Interpreting PGI_ACC_TIME output

Question

I have some OpenACC-accelerated C++ code that I've compiled using the PGI compiler. Things seem to be working, so now I want to play efficiency whack-a-mole with profiling information.

I generate some timing info by setting:

export PGI_ACC_TIME=1

And then running the program.

The following output results:

-bash-4.2$ ./a.out 
libcupti.so not found

Accelerator Kernel Timing data
    PGI_ACC_SYNCHRONOUS was set, disabling async() clauses
/home/myuser/myprogram.cpp
  _MyProgram  NVIDIA  devicenum=1
    time(us): 97,667
    75: data region reached 2 times
        75: data copyin transfers: 3
             device time(us): total=101 max=82 min=9 avg=33
    76: compute region reached 1000 times
        76: kernel launched 1000 times
            grid: [1938]  block: [128]
            elapsed time(us): total=680,216 max=1,043 min=654 avg=680
    95: compute region reached 1000 times
        95: kernel launched 1000 times
            grid: [1938]  block: [128]
            elapsed time(us): total=487,365 max=801 min=476 avg=487
    110: data region reached 2000 times
        110: data copyin transfers: 1000
             device time(us): total=6,783 max=140 min=3 avg=6
        125: data copyout transfers: 1000
             device time(us): total=7,445 max=190 min=6 avg=7

real    0m3.864s
user    0m3.499s
sys     0m0.348s

It raises some questions:

1. I see time(us): 97,667 at the top. This seems like a total time, but, at the bottom, I see real 0m3.864s. Why is there such a difference?

2. If time(us): 97,667 is the total, why is it so much smaller than values lower down, such as elapsed time(us): total=680,216?

3. This kernel including the line (elapsed time(us): total=680,216 max=1,043 min=654 avg=680) was run 1000 times. Are max, min, and avg values based on per-run values of the kernel?

4. Since the [grid] and [block] values may vary, are the elapsed total values still a good indicator of hotspots?
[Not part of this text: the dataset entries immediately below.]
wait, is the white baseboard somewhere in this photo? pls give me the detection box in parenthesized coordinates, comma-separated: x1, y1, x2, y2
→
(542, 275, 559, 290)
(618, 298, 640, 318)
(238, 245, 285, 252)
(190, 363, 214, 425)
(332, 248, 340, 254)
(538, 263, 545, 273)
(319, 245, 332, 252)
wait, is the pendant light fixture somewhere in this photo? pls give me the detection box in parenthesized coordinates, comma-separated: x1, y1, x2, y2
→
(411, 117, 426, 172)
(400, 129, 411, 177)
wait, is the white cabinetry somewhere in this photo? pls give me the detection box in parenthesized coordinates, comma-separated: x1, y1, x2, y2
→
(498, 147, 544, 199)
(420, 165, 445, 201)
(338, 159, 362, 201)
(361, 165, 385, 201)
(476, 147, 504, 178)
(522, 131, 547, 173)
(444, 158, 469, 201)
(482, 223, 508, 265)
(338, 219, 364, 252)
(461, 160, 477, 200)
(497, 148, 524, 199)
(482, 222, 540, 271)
5. For data regions (device time(us): total=6,783) is the measurement transfer time or the entire time spent dealing with the data (preparing to transfer, post-receipt operations)?

6. The line numbering is weird. For instance, Line 76 in my program is clearly a for loop, Line 95 in is a close-brace, and Line 110 is a variable definition. Should line numbers be interpreted as "the loop most closely following the indicated line number", or in some other way?

7. The kernel at 76 contains the kernel at 95. Are the times calculated for 76 inclusive of time spent in 95? If so, is there a convenient way to find the time spent in a kernel minus the times of all the subkernels?

(Some of these questions are a bit anal retentive, but I haven't found documentation for this, so I thought I'd be thorough.)

Answer 1

Part of the issue here is that the runtime can't find the CUDA Profiling library (libcupti.so), hence you're only seeing the PGI CPU side profiling not the device profiling. PGI ships libcupti.so library with the compilers (under $PGI/[linux86-64|linuxpower]/2017/cuda/[7.5|8.0]/lib64) but this is an optional install so you may not have it install on the system you're running. CUPTI also ships with the CUDA SDK, so if the system has CUDA install, you can try setting you're LD_LIBRARY_PATH there instead. On my system it's installed in "/opt/cuda-8.0/extras/CUPTI/lib64/".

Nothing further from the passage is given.